15. A distributed speech recognition method comprising:

decoding a feature vector which is extracted from an input speech signal into a recognized sequence of phonemes by using a terminal;

receiving the recognized sequence of phonemes and generating the final recognition result by performing symbol matching on the recognized sequence of phonemes by using a server; and

receiving a final recognition result, which has been generated in the server, by using the terminal.

16. The distributed speech recognition method of claim 15, wherein the terminal uses a speaker adaptive acoustic model or an environmentally adaptive acoustic model.

17. The distributed speech recognition method of claim 15, wherein the phonemic decoding of the feature vector includes extracting the feature vector from the speech signal, and decoding the extracted feature vector into the sequence of phonemes and providing the sequence of phonemes to the server.

18. The distributed speech recognition method of claim 15, wherein the generating of the final recognition result includes matching the recognized sequence of phonemes provided from the server with a sequence of phonemes that is registered in a word list and calculating a matching score of a matching result and providing the terminal with the final recognition result according to the matching score.

19. A distributed speech recognition method comprising:

decoding a feature vector that is extracted from an input speech signal into a recognized sequence of phonemes by using a terminal;

receiving the recognized sequence of phonemes from the server and generating a candidate list by performing symbol matching on the recognized sequence of phonemes by using a server; and

generating a final recognition result by rescoring the candidate list, which has been generated in the server, by using the terminal.

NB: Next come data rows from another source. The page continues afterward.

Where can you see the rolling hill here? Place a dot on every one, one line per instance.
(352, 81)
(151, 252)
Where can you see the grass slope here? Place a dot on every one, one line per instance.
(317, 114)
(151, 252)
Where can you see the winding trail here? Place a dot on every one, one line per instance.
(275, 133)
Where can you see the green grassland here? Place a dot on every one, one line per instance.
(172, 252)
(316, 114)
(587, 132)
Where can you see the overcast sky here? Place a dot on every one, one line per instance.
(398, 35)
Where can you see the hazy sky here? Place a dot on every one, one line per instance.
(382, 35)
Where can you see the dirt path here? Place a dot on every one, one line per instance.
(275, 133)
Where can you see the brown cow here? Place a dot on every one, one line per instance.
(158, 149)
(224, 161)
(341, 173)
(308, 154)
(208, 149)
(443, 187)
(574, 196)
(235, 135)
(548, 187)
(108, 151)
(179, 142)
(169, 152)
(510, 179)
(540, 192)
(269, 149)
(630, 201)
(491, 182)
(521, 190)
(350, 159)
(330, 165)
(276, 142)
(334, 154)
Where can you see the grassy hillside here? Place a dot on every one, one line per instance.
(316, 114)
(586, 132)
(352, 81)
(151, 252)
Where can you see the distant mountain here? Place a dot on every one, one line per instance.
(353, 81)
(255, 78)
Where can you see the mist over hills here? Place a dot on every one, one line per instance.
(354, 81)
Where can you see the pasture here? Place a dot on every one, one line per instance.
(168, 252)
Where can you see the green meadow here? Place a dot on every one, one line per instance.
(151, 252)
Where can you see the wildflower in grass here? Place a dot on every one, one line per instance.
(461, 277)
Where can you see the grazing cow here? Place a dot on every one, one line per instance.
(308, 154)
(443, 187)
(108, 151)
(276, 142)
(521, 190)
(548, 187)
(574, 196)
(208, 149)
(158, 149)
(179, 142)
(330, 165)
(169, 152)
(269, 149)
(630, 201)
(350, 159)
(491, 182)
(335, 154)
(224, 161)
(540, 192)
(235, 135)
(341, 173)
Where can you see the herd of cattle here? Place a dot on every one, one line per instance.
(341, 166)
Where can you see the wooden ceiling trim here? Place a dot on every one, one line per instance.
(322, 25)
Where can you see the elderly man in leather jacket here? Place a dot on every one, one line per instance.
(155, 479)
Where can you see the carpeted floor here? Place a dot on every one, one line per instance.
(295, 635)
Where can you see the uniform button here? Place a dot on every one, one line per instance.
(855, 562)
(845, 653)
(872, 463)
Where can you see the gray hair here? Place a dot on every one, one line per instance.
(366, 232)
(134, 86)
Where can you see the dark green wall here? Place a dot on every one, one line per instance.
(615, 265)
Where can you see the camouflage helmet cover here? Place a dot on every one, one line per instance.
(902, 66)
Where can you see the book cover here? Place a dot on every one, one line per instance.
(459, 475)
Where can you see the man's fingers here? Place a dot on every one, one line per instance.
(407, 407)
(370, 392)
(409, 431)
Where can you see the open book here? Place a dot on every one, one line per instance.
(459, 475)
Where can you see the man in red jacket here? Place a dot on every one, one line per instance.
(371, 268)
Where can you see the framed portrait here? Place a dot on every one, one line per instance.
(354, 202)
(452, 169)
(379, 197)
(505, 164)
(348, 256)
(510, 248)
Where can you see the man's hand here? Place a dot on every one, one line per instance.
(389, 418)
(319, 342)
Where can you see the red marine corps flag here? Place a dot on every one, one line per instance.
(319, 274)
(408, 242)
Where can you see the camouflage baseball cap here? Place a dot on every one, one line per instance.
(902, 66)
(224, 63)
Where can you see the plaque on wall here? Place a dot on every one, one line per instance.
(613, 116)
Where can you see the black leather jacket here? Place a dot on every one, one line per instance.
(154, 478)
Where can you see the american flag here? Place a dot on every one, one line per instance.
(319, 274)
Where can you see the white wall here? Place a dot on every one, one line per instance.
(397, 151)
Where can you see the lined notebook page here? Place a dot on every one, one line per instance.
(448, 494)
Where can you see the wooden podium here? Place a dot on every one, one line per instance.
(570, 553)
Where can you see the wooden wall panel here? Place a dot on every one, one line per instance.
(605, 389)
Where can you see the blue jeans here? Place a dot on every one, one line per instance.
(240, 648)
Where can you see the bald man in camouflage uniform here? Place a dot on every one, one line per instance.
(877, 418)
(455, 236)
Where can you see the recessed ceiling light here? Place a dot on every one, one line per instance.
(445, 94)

20. The distributed speech recognition method of claim 19, wherein the terminal uses a speaker adaptive acoustic model or an environmentally adaptive acoustic model.

21. The distributed speech recognition method of claim 19, wherein the phonemic decoding of the feature vector includes extracting the feature vector from the speech signal, and decoding the extracted feature vector into the sequence of phonemes and providing the sequence of phonemes to the server.

22. The distributed speech recognition method of claim 19, wherein the generating of the candidate list includes matching the recognized sequence of phonemes provided from the server with a sequence of phonemes that is registered in a word list and calculating a matching score of a matching result and providing the terminal with the candidate list according to the matching score.

23. A computer readable recording medium having embodied thereon a computer program for executing a distributed speech recognition method of claim 15.

24. A computer readable recording medium having embodied thereon a computer program for executing a distributed speech recognition method of claim 19.